Credit unions are often plagued by their data being locked up in the core processor and other standalone systems. Increasingly, they are adopting data warehouse solutions to free and integrate this data so cutting edge analytical tools can be employed to solve tough business problems.
However, a new problem then becomes apparent. Once business users realize long-imprisoned data is now liberated, they clamor for information. This puts pressure on the IT department to meet the growing demand for reporting and analytics.
Beleaguered IT executives seeking relief often look to the holy grail of self-service analytics. In this approach, data access and analytical tools are put in the hands of business users so they can do their own reporting and analysis. This seems like an attractive solution to both IT and information consumers. In fact, self-service analytics often is hailed as the height of “data democratization” or further freeing data by releasing it into the hands of the masses.
While this sounds very virtuous, poorly deployed self-service analytics can cause as many problems as it solves.
Data warehouses can serve as the place for all organizational data to be centralized. The goal is to provide a single data source for all analytics purposes. However, most enterprise data warehouses are very complex, interrelated arrangements of files. If semi-trained business users try to query these files without sufficient knowledge, very different results can appear. This is frustrating to the business users and cast doubt on the accuracy of the data warehouse.
There are important steps credit unions can take to a get the most out of self-service analytics while minimizing the risks.
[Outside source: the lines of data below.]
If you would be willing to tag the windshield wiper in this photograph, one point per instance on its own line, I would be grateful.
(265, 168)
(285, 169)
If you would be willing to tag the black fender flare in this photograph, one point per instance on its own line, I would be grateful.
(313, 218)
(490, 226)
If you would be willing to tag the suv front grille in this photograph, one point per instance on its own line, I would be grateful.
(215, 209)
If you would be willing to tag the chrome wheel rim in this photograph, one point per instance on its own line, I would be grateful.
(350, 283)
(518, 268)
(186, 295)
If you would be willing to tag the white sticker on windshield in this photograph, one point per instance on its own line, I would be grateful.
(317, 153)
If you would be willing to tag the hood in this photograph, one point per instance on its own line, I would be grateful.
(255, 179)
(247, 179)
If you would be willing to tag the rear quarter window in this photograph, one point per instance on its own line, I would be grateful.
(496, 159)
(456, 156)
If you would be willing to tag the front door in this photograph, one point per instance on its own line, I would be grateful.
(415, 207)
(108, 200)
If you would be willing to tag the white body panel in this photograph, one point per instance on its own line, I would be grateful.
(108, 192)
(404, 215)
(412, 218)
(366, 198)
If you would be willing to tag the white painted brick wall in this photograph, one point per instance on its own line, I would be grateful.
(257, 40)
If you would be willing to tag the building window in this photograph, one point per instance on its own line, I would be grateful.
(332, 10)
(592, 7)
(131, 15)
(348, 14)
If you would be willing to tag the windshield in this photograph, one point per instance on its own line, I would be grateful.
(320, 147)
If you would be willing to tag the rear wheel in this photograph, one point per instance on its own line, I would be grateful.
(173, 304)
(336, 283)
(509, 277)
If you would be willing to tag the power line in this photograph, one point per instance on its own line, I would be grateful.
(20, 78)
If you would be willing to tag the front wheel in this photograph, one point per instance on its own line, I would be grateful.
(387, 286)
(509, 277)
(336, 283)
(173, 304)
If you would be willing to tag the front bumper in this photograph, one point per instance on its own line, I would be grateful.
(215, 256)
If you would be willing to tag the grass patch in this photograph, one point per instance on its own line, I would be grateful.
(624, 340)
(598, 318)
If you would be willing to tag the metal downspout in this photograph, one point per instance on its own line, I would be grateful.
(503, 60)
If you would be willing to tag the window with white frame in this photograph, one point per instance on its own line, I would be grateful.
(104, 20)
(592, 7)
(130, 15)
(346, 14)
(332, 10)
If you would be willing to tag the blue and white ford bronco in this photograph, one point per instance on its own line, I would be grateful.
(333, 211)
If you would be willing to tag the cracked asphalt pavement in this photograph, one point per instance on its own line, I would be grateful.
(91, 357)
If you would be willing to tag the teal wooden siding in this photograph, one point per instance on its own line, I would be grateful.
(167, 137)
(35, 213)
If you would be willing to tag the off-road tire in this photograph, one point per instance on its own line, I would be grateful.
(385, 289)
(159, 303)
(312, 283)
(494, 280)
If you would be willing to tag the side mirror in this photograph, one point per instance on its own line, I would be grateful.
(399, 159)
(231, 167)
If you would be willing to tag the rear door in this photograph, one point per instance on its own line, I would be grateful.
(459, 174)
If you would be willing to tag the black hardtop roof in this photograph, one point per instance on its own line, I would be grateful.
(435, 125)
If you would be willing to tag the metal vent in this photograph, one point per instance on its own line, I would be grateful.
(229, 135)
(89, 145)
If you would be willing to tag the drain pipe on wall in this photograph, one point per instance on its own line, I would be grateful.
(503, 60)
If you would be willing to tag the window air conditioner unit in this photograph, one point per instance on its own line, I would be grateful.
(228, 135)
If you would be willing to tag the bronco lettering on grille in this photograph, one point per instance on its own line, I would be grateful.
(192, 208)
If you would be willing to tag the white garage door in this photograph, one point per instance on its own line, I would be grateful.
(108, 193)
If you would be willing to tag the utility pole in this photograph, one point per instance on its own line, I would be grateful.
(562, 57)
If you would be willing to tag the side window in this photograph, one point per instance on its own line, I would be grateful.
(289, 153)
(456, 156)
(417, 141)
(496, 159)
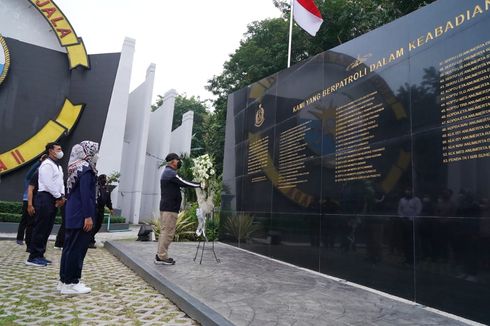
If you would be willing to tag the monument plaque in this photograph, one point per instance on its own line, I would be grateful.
(371, 161)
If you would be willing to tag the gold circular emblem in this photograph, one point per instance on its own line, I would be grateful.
(4, 59)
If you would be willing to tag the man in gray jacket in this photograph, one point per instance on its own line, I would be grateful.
(171, 198)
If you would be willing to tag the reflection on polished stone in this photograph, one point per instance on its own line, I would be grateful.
(371, 161)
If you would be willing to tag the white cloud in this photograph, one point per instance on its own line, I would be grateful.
(188, 40)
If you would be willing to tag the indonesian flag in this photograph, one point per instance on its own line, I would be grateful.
(307, 15)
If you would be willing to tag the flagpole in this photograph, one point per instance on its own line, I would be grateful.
(290, 32)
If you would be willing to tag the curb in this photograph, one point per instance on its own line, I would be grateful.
(187, 303)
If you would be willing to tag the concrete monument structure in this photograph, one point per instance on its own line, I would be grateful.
(54, 91)
(371, 161)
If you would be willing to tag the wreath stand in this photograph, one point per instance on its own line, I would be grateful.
(201, 233)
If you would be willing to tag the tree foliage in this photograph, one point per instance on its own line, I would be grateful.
(263, 49)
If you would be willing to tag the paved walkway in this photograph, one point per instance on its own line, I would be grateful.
(246, 289)
(28, 294)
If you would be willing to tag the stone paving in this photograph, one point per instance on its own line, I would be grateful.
(28, 294)
(247, 289)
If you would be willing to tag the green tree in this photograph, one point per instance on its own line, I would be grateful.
(183, 104)
(263, 49)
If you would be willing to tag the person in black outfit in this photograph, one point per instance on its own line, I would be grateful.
(49, 198)
(103, 200)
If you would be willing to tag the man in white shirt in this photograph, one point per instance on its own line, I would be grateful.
(50, 196)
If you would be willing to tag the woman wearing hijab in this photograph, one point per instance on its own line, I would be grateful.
(79, 216)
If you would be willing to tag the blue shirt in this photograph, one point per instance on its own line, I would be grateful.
(81, 200)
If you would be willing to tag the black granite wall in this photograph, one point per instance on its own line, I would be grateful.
(34, 91)
(371, 161)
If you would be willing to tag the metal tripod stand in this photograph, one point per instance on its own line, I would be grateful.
(202, 249)
(201, 232)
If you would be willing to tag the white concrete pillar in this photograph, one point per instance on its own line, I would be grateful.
(111, 146)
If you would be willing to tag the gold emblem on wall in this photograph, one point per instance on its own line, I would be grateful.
(69, 113)
(259, 116)
(4, 59)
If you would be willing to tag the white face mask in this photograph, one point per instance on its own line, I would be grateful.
(95, 158)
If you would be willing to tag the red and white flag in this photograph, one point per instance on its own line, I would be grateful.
(307, 15)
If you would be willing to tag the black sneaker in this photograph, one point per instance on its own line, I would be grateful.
(168, 261)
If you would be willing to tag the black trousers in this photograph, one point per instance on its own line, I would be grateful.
(60, 236)
(97, 225)
(73, 255)
(43, 223)
(25, 225)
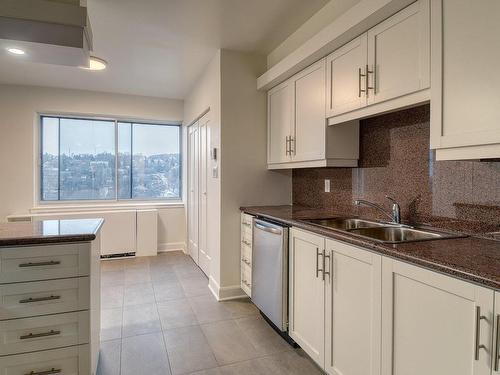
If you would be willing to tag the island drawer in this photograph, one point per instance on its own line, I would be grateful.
(73, 360)
(44, 262)
(35, 298)
(43, 332)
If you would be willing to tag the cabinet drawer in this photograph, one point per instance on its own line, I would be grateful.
(43, 332)
(66, 361)
(43, 297)
(43, 262)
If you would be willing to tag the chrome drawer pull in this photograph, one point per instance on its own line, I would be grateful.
(47, 372)
(31, 300)
(37, 335)
(38, 264)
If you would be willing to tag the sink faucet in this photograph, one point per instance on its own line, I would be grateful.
(394, 214)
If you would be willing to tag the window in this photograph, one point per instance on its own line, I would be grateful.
(93, 159)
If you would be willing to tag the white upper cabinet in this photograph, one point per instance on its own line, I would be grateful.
(280, 113)
(465, 100)
(308, 140)
(434, 324)
(346, 83)
(384, 69)
(399, 54)
(353, 310)
(297, 133)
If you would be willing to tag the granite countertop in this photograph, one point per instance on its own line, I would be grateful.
(49, 231)
(470, 258)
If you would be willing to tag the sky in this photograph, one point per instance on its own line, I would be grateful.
(95, 136)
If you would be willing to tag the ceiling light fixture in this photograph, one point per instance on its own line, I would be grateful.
(16, 51)
(95, 63)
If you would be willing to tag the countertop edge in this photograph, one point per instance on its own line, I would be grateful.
(381, 249)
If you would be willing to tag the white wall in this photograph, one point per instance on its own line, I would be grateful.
(19, 106)
(326, 15)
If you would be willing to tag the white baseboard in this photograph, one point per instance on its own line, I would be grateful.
(171, 246)
(225, 293)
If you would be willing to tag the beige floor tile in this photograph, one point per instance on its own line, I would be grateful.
(109, 358)
(207, 309)
(228, 342)
(168, 291)
(138, 294)
(140, 319)
(176, 313)
(188, 350)
(265, 340)
(112, 296)
(144, 354)
(111, 324)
Business-Friendly Data Layer (Semantic Layer)
Rather than expose the complicated array of files at the foundation of the data warehouse, a data layer needs to be constructed on top of these files that is easy-to-understand and easy-to-use. It features data elements named according to familiar business terminology (e.g. Loan Type, Risk Score Group, Branch Name, etc.). This layer also provides frequently used summary data while providing access to the transaction level data. For example, loan balances are rolled up by branch or zip code or any other meaningful aggregation, but the end users can also drill down to the detail.
The Right Tools and the Right Training
With the Semantic Layer, many easy-to-use tools are available to provide powerful analytical capabilities. However, even easy-to-use tools require some level of training to prevent business users from becoming dissatisfied.
Another important aspect of training concerns the data itself. Even though the Semantic Layer seems simple to understand, proper use of the tools requires that users be well-versed in the breadth and depth of the data. For the breadth of data, training is necessary to teach the definitions of the individual data elements. Depth refers to educating users about the different levels of aggregation available.
Know When to Call in the Experts
Even well-trained users with access to a well-designed Semantic Layer cannot answer every question. Credit unions need to manage their expectations about how much users can effectively do. There is a point where an expert third party should be called in to handle analytics and reporting tasks that are beyond the current skills of internal personnel. These experts may have provided similar services to other credit unions so delivery is more efficient and less costly than if the credit union team tried to grind it out themselves.
. . .
Self-Service Analytics has the potential to deliver the promise of data democratization by empowering business users to do their own information exploration. In having the proper data infrastructure in place, IT departments are freed to concentrate on other projects needed within the credit union while empowered end users can carry out the analytics necessary to drive growth and member satisfaction. This promise can be realized more fully if data, tools, and training are effectively deployed to support the effort.